Dr. Sang Yup Lee is Distinguished Professor and LG Chem Chair Professor at the Department of Chemical and Biomolecular Engineering, Korea Advanced Institute of Science and Technology (known as KAIST). He is currently the Dean of College of Life Science and Bioengineering, Director of Center for Systems and Synthetic Biotechnology, Director of BioProcess Engineering Research Center, and Director of Bioinformatics Research Center. He has published 300 journal papers, 47 books/book chapters, and more than 440 patents either registered or applied. He received numerous awards including National Order of Merit, Merck Metabolic Engineering Award from Merck, and Elmer Gaden Award from Biotechnology and Bioengineering. He is currently Fellow of AAAS, Fellow of American Academy of Microbiology, Fellow of Korean Academy of Science and Technology, Editor-in-Chief of Biotechnology Journal, and Associate Editor and board member of numerous journals. His research interests are systems biology and biotechnology, industrial biotechnology, metabolic engineering, and nanobiotechnology.

Abstract

Systems metabolic engineering for chemicals and materials

As our concerns on environmental problems are increasing, there has been much interest in developing bio-based systems for the production of chemicals, fuels, and materials from renewable resources. Since microorganisms isolated from nature are often inefficient in performing the desired task, their phenotypes have traditionally been improved by random mutagenesis and selection for the production of various bioproducts. This approach was rapidly compensated by metabolic engineering during the last couple of decades. We are now observing another paradigm shift in developing industrial microorganisms thanks to the recent advances in high-throughput experimental techniques and computational methods, which are enabling us to approach biological and biotechnological problems at systems level; it is now becoming possible to perform metabolic engineering at the systems level – thus called systems metabolic engineering.
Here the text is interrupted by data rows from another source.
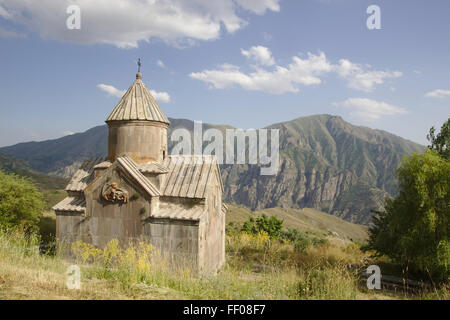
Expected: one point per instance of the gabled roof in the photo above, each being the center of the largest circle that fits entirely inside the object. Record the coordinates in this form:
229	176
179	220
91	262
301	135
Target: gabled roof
188	176
152	167
83	176
71	204
130	166
178	212
138	104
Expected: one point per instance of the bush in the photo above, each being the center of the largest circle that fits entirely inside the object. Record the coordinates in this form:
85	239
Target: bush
272	226
21	204
414	228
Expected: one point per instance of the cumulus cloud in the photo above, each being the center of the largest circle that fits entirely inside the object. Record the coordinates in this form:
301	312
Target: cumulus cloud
280	80
124	23
260	54
300	72
10	34
113	91
369	110
160	64
438	93
360	79
160	96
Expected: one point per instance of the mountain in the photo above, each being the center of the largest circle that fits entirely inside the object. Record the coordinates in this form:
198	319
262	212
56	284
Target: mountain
319	224
10	164
325	163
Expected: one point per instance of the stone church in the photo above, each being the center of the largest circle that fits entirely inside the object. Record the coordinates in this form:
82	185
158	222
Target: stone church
141	193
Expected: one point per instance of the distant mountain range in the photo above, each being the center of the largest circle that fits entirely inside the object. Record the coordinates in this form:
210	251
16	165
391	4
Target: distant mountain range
325	163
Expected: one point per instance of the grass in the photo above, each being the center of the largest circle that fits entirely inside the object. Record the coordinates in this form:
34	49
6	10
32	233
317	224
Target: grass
308	220
254	270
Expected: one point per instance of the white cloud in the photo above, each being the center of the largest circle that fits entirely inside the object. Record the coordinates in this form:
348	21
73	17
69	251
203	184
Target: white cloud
259	6
160	96
260	54
124	23
438	93
369	110
10	34
4	14
280	80
160	64
307	71
360	79
113	91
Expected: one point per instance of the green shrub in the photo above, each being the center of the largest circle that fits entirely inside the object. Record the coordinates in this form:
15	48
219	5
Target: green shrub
272	226
21	204
414	228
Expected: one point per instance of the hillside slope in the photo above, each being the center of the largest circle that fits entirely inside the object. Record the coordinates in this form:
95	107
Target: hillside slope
326	163
307	220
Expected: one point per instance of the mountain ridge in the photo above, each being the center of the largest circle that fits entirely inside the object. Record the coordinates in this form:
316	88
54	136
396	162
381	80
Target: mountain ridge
326	163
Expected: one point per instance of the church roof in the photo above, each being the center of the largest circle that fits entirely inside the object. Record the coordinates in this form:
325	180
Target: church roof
138	104
189	176
71	204
178	212
83	176
130	166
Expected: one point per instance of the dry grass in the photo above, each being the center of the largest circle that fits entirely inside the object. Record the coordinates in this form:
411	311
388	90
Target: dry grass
255	269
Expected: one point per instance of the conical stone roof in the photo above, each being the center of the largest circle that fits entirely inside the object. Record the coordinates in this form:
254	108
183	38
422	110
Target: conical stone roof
138	104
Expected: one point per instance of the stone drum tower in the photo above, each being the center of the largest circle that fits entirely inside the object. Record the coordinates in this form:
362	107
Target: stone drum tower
139	192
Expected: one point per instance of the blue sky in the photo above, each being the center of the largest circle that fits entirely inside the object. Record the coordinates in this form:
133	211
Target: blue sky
246	63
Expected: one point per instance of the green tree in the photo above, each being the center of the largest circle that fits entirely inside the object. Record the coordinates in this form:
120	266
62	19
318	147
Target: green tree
441	142
21	203
414	228
272	226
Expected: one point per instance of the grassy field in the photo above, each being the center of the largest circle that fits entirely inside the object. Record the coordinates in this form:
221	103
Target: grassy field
308	220
255	269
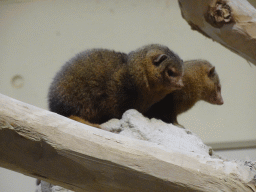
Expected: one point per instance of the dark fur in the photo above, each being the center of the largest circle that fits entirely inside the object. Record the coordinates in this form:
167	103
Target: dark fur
99	84
201	82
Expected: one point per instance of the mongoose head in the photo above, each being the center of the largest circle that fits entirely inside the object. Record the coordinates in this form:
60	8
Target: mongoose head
206	80
162	68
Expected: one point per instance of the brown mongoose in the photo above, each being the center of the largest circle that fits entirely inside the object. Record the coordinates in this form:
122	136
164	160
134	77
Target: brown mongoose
99	84
201	82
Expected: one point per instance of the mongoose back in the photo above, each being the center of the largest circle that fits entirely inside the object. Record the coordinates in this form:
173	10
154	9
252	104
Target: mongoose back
201	82
99	84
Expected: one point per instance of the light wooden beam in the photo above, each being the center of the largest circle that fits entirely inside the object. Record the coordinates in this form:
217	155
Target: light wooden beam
58	150
232	23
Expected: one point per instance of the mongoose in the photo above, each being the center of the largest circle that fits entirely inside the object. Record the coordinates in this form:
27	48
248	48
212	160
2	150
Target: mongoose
201	82
99	84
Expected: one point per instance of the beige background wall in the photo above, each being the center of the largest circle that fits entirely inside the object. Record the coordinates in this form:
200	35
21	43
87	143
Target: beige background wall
37	37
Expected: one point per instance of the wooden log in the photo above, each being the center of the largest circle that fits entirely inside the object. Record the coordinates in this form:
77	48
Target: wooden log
61	151
232	23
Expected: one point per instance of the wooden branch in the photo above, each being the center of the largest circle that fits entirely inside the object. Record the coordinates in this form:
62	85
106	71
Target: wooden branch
232	23
61	151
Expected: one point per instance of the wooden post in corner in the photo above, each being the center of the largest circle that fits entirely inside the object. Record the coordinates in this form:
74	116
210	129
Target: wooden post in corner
58	150
232	23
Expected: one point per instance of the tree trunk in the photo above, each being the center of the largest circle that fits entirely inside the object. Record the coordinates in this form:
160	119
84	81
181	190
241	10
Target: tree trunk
232	23
58	150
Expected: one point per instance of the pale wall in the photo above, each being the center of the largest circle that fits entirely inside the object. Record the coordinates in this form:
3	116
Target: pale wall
38	37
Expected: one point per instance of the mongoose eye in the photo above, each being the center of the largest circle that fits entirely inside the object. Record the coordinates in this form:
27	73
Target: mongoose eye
171	73
160	58
218	88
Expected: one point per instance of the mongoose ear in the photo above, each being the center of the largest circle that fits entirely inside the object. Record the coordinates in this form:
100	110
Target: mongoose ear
159	59
211	72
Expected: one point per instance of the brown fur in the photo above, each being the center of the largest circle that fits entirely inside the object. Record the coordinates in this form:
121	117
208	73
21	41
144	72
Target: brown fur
201	82
99	84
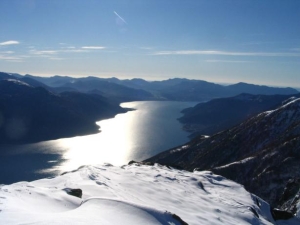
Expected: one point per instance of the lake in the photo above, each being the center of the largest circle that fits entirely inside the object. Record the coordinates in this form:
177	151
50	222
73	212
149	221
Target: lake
136	135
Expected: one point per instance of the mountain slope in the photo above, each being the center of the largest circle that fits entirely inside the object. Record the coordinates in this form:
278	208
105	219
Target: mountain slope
134	194
262	153
217	115
31	114
176	89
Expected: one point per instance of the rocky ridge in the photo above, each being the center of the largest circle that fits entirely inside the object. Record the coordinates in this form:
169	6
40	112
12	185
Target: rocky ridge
262	153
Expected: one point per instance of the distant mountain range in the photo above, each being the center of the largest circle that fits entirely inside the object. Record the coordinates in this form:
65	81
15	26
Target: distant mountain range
176	89
262	153
219	114
53	107
31	114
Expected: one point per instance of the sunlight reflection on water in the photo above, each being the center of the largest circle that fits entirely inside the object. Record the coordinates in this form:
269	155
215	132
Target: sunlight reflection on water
135	135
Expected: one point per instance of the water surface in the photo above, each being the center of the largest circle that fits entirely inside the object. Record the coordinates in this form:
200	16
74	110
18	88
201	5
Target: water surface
136	135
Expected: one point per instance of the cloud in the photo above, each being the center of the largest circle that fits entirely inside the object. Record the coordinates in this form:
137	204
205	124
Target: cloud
120	18
7	52
9	43
10	58
43	52
225	53
93	47
227	61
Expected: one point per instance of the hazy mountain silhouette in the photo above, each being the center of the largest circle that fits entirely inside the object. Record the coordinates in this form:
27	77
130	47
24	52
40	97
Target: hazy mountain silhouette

In this lecture, I will present the general strategies for systems metabolic engineering of microorganisms for the efficient production of chemicals and materials, with several example products such as amino acids, diamines, and biopolymers. It is believed that systems metabolic engineering will be employed as a standard approach towards the development of industrial microorganisms.

[This work was supported by the Korean Systems Biology Research Grant, World Class University program, and BK21 program of MEST through NRF, and by LG Chem Chair Professorship.]